TPL Dataflow and async/await vs CCR - part 5

I got a tip from a co-worker that your choice of waiting for a scatter gather operation as described in part 3 may have a huge performance impact. I made three version of the FibonacciAsync, one that awaits on the return statement, one that uses the Task.WaitAll method and one that just awaits each call as it is made. There are some interesting results when I introduced a one second delay in the asynchronous fibonacci.
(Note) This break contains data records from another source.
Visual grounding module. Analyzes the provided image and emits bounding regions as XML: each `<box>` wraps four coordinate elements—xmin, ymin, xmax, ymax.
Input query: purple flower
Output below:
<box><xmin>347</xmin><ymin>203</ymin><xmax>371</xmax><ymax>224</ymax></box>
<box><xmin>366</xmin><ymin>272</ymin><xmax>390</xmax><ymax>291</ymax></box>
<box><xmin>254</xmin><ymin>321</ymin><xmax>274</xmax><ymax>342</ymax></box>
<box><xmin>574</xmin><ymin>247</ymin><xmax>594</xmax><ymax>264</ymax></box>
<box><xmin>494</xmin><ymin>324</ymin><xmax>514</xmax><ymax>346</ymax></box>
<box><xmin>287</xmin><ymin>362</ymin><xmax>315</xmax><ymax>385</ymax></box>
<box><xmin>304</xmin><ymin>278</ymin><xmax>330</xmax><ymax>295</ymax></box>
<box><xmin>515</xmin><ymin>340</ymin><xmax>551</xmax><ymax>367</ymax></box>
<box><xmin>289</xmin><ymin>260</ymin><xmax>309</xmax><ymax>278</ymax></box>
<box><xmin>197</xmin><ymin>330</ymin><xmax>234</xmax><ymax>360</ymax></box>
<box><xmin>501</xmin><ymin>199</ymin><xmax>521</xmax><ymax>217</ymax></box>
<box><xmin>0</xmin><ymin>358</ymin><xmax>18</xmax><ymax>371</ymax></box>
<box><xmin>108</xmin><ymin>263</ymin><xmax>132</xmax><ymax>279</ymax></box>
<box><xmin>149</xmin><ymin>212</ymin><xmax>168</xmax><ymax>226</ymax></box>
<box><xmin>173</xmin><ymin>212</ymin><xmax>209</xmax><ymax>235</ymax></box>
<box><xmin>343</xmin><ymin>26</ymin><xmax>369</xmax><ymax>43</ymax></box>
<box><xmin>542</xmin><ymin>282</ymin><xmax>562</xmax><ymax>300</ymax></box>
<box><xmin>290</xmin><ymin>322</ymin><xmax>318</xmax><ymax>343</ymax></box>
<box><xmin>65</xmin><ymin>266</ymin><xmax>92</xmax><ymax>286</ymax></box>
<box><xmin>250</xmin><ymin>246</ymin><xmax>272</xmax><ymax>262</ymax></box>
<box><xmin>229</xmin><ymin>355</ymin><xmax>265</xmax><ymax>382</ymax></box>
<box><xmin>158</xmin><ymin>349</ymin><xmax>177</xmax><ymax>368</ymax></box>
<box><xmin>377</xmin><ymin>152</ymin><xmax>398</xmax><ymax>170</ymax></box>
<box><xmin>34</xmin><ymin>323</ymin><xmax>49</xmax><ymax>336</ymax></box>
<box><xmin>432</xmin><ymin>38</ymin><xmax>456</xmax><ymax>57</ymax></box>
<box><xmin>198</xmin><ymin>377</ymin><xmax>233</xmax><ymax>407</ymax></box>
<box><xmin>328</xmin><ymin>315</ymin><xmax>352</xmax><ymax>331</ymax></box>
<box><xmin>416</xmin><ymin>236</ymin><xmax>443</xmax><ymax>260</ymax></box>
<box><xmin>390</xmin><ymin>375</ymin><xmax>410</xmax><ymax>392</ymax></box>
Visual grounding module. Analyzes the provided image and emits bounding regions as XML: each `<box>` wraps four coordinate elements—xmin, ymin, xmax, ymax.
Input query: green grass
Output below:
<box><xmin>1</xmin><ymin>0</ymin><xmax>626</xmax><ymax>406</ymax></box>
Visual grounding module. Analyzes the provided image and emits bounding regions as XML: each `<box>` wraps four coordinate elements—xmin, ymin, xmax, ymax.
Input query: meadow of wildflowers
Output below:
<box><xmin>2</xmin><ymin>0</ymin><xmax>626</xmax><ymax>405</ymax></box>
Here is the code I used:

  1: namespace AsyncTests
 2: {
 3:     [TestClass]
 4:     public class SlowFibonacci
 5:     {
 6:         private async Task<int> FibonacciAsync1(int n)
 7:         {
 8:             await Task.Delay(TimeSpan.FromSeconds(1));
 9:  
 10:             if (n <= 1)
 11:                 return n;
 12:  
 13:             var n1 = FibonacciAsync1(n - 1);
 14:             var n2 = FibonacciAsync1(n - 2);
 15:  
 16:             return await n1 + await n2;
 17:         }
 18:  
 19:         private async Task<int> FibonacciAsync2(int n)
 20:         {
 21:             await Task.Delay(TimeSpan.FromSeconds(1));
 22:  
 23:             if (n <= 1)
 24:                 return n;
 25:  
 26:             var n1 = FibonacciAsync2(n - 1);
 27:             var n2 = FibonacciAsync2(n - 2);
 28:             Task.WaitAll(n1, n2);
 29:             return n1.Result + n2.Result;
 30:         }
 31:  
 32:         private async Task<int> FibonacciAsync3(int n)
 33:         {
 34:             await Task.Delay(TimeSpan.FromSeconds(1));
 35:  
 36:             if (n <= 1)
 37:                 return n;
 38:  
 39:             var n1 = await FibonacciAsync3(n - 1);
 40:             var n2 = await FibonacciAsync3(n - 2);
 41:  
 42:             return n1 + n2;
 43:         }
 44:         
 45:         [TestMethod]
 46:         public void TestFibonacciAsync1()
 47:         {
 48:             var n = FibonacciAsync1(6);
 49:             n.Wait();
 50:             Assert.AreEqual(8, n.Result);
 51:         }
 52:  
 53:         [TestMethod]
 54:         public void TestFibonacciAsync2()
 55:         {
 56:             var n = FibonacciAsync2(6);
 57:             n.Wait();
 58:             Assert.AreEqual(8, n.Result);
 59:         }
 60:  
 61:         [TestMethod]
 62:         public void TestFibonacciAsync3()
 63:         {
 64:             var n = FibonacciAsync3(6);
 65:             n.Wait();
 66:             Assert.AreEqual(8, n.Result);
 67:         }
 68:     }
 69: }

And the results look like this:

Turns out that only the first version completes in six seconds as I expected. Even the similar Task.WaitAll call which I expect to be equalient takes significantly longer to complete. Awaiting each asynchronous call as it is being made is obviously a bad idea when a scatter/gather operation is more suitable.